Rationale: Hypoxic pulmonary vasoconstriction (HPV) is an important mechanism by which pulmonary gas exchange is optimized by the adaptation of blood flow to alveolar ventilation. In chronic hypoxia, in addition to HPV a vascular remodeling process leads to pulmonary hypertension. A complex of heme oxygenase-2 (HO-2) and the BK channel has been suggested as a universal oxygen sensor system.

Objectives: We investigated whether this complex serves as an oxygen sensor for the vascular effects of alveolar hypoxia in the lung.

Methods: The investigations were performed in chronically hypoxic mice, in isolated perfused and ventilated lungs, and on the cellular level, including HO-2- and BK-channel deficient mice.

Measurements and Main Results: Immunohistochemical analysis of mouse lungs identified HO-2 mainly in pulmonary arteries, the bronchial epithelium, and alveolar epithelial cells. BK channel -subunit (BK) immunoreactivity was found primarily in the bronchial and vascular smooth muscle layer. Immunofluorescence staining and coimmunoprecipitation suggested only a weak complexation of HO-2 and BK in pulmonary arterial smooth muscle cells. The strength of acute and sustained HPV, determined in isolated perfused and ventilated lungs, was not different among wild-type, HO-2–deficient, and BK-deficient mice. Exposure of mice to 3 weeks of chronic hypoxia resulted in a slight down-regulation of HO-2 and no alteration in BK expression. The degree of pulmonary hypertension that developed, quantified on the basis of right ventricular pressure, right-heart hypertrophy, and the degree of muscularization of precapillary pulmonary arteries, was not different among wild-type, HO-2–deficient, and BK-deficient mice.

Conclusions: It is demonstrated that neither deletion of HO-2 nor BK channels affect acute, sustained, and chronic vascular responses to alveolar hypoxia in the lung.
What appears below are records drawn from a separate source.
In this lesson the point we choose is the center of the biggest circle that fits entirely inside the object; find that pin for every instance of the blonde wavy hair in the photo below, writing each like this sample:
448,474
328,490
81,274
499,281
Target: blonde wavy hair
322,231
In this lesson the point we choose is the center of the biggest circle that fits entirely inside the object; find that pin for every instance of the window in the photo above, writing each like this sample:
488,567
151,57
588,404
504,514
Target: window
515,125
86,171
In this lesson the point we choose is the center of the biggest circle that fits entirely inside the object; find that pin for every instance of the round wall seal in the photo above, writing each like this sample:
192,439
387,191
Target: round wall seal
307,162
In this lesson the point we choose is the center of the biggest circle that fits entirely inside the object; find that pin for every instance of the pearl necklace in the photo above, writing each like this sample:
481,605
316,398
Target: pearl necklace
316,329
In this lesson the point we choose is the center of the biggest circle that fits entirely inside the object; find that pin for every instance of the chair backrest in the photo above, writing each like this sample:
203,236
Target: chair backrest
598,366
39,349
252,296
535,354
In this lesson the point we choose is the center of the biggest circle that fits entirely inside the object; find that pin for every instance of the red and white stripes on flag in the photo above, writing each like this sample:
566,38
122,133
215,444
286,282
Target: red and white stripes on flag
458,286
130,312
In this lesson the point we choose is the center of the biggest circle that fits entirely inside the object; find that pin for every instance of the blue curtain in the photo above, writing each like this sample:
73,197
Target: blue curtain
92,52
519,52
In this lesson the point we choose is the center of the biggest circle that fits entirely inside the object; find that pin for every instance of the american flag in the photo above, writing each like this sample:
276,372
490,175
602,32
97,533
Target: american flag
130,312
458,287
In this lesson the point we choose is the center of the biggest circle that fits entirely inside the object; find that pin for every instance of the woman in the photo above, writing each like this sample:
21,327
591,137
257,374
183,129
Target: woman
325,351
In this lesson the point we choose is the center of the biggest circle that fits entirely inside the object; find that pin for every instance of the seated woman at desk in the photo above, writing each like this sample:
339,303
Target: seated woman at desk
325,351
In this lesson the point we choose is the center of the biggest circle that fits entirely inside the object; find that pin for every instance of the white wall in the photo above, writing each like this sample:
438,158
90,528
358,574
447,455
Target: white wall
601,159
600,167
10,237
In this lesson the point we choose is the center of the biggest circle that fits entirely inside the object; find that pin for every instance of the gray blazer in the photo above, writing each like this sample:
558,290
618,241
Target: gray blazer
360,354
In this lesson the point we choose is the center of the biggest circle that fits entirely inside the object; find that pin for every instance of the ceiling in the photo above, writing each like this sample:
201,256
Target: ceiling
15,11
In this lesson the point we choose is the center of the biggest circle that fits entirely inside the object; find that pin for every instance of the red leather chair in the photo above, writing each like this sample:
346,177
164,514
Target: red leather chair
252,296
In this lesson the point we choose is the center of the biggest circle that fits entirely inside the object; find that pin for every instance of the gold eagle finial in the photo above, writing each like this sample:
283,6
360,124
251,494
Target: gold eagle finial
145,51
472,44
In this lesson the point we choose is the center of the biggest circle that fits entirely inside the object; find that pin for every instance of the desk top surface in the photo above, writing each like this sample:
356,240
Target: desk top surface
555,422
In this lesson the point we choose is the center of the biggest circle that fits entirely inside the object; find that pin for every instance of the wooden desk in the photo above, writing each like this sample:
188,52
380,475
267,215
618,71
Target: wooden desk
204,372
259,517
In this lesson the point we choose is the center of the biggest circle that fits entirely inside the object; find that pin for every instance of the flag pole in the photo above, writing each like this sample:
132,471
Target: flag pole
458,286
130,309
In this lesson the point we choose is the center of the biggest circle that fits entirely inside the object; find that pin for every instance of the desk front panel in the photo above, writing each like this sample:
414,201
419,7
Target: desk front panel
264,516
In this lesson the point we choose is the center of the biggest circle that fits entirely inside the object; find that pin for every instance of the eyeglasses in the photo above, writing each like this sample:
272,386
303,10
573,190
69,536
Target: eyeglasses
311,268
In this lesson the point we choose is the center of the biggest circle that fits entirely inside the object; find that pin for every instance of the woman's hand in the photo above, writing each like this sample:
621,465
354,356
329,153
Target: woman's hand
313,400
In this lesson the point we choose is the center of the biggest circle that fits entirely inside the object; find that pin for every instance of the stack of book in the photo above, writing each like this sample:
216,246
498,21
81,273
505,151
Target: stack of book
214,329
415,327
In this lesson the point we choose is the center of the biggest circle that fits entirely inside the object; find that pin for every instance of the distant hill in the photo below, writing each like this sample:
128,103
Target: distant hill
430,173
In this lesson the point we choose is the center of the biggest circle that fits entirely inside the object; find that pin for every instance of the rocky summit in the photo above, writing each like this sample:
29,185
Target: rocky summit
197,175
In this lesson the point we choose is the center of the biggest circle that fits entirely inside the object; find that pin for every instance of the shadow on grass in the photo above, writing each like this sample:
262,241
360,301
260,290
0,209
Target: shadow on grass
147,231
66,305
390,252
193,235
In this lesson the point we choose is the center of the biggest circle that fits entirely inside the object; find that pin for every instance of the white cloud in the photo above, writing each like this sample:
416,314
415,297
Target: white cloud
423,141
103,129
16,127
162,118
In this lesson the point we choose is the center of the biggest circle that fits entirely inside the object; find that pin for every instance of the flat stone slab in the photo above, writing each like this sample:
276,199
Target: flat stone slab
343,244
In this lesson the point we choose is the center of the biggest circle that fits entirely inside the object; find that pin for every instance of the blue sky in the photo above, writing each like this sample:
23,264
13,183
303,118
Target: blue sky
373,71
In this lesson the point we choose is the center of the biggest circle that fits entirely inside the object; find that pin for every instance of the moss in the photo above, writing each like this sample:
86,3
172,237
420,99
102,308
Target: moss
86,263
Key Words: oxygen sensor • hypoxic pulmonary vasoconstriction • vascular remodeling

AT A GLANCE COMMENTARY Scientific Knowledge on the Subject A complex of heme oxygenase-2 (HO-2) and BK channels acts as an oxygen sensor in carotid body cells. It has been suggested that such a complex may be a universal oxygen sensor for other oxygen-sensing processes as well. What This Study Adds to the Field Murine HO-2 and BK channels are not involved in the acute, sustained, and chronic oxygen sensing underlying the pulmonary vascular response to alveolar hypoxia.